Dry Rub Thermomix Chicken Wings
Our Dry Rub Thermomix Chicken Wings are a delicious blend of spices, without all the sticky marinade that can often accompany chicken wings.
They are a great balance between spicy and mild. You can alter the cayenne in the recipe as you see fit.
We featured these chicken wings in Episode 72 of the podcast.
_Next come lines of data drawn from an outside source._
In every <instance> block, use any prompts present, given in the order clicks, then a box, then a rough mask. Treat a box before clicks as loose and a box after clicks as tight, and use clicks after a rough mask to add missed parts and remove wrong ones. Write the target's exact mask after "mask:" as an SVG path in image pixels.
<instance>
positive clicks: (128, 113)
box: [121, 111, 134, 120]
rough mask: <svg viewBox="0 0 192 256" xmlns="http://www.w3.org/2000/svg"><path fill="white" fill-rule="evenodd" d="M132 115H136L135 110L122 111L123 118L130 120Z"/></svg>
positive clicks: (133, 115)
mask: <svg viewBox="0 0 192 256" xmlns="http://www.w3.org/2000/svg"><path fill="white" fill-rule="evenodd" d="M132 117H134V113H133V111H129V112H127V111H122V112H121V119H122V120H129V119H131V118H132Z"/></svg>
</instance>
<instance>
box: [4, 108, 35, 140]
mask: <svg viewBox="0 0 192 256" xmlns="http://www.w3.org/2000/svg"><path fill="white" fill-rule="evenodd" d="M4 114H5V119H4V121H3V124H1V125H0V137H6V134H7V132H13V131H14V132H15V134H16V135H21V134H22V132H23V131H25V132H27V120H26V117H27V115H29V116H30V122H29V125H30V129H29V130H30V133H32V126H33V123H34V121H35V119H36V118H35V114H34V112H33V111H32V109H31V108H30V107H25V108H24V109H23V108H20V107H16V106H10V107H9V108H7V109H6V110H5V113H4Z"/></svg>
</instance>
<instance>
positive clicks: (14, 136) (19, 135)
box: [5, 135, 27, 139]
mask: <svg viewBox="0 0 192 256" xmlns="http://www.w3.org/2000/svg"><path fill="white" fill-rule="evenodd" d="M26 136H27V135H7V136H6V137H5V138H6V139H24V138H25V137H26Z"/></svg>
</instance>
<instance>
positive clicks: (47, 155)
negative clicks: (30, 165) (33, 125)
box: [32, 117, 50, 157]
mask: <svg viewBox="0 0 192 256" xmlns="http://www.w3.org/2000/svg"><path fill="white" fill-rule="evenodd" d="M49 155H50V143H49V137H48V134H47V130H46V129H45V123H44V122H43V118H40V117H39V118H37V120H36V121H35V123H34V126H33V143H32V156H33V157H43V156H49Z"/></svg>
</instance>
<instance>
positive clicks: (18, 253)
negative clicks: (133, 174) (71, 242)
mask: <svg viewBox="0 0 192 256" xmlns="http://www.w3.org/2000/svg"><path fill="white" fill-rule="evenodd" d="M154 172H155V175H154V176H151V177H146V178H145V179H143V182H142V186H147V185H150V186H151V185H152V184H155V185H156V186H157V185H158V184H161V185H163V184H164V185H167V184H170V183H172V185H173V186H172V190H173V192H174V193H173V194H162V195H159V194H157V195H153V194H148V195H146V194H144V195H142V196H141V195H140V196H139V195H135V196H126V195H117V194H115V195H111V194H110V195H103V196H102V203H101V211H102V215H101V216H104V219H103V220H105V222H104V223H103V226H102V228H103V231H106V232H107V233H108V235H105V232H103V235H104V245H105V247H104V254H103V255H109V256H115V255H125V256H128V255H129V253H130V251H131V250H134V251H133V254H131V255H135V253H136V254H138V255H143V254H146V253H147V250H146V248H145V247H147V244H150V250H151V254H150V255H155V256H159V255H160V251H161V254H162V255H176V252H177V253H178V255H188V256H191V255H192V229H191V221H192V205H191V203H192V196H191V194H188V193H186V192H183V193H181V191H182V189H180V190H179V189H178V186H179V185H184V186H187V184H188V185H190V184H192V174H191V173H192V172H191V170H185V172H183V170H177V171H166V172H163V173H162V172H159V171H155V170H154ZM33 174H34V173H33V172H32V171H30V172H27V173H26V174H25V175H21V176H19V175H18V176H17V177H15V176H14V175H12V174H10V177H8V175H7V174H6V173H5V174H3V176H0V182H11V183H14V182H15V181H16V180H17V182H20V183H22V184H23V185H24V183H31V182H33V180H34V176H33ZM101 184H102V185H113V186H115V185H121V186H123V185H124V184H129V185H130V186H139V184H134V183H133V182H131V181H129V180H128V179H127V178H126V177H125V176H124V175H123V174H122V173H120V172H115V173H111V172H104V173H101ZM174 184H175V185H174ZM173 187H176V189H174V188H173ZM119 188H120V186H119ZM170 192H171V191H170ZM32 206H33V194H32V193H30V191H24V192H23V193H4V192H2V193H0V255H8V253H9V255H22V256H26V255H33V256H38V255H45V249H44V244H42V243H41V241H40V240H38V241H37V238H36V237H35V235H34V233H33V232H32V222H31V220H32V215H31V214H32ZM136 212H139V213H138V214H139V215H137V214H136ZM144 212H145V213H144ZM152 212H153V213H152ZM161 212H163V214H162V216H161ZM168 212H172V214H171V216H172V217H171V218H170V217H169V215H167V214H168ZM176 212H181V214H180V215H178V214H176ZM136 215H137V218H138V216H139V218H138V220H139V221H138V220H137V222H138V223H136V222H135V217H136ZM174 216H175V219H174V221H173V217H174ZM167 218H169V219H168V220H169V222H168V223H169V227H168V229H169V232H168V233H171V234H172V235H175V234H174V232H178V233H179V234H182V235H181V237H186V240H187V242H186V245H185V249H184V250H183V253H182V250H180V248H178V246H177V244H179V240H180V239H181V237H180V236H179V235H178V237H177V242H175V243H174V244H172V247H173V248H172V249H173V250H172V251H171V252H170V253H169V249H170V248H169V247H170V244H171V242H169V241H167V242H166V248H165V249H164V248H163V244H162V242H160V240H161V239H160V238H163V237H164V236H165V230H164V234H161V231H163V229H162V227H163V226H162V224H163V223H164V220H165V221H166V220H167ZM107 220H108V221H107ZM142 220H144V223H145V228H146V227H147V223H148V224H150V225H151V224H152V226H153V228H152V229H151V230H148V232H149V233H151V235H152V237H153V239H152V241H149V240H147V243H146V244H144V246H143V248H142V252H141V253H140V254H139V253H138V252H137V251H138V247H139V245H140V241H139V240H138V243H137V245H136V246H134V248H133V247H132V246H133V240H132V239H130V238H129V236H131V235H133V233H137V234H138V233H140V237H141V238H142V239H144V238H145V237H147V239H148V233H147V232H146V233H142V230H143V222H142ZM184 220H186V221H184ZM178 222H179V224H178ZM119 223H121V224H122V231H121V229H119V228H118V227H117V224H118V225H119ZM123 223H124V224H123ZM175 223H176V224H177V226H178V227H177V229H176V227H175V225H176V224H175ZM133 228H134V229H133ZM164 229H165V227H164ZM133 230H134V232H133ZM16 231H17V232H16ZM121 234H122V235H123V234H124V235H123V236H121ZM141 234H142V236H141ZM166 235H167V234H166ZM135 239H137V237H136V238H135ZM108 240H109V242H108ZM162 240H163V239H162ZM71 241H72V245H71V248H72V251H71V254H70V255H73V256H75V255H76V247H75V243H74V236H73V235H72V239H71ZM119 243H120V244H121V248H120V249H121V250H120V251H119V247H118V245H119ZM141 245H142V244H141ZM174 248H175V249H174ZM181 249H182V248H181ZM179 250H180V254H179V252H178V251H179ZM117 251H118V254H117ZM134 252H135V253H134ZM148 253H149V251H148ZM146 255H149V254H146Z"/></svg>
No: Gluten / Dairy / Egg / Nuts
Preparation Time 4-6 hours
- chicken wings
- salt flakes - 2 teaspoons, reduce if using finely ground salt
- pepper - 1 teaspoon, cracked
- garlic powder - 1/2 teaspoon, or granules
- cumin - 1/2 teaspoon
- cayenne pepper - 1/2 teaspoon
- paprika - 1/2 teaspoon
- dried basil - 1/2 teaspoon
- cornflour - 1 teaspoon
- water - 30g, room temperature
- Break the chicken wings up into three parts and discard wing tips.
- Add all the herbs and spices to a large zip bag and shake to mix
- Add wings to ziplock bag and shake to coat the wings
- Place water (30 g) and cornflour (1 tsp) into a glass and mix thoroughly.
- Pour cornflour mixture over wings in the ziplock bag, seal and ensure the wings are coated well with the cornflour mix and the herbs and spices.
- Refrigerate for 4-6 hours.
- Add 800g of water to the thermomix.
- Place wings into the lower dish of the Varoma.
- Program 30 minutes / Varoma / Speed 2.
- Once chicken wings have been steamed finish them by shallow frying for 2 minutes each side, air frying on 200 degrees for 10 minutes or oven bake on 220 degrees for 10 minutes or until crispy.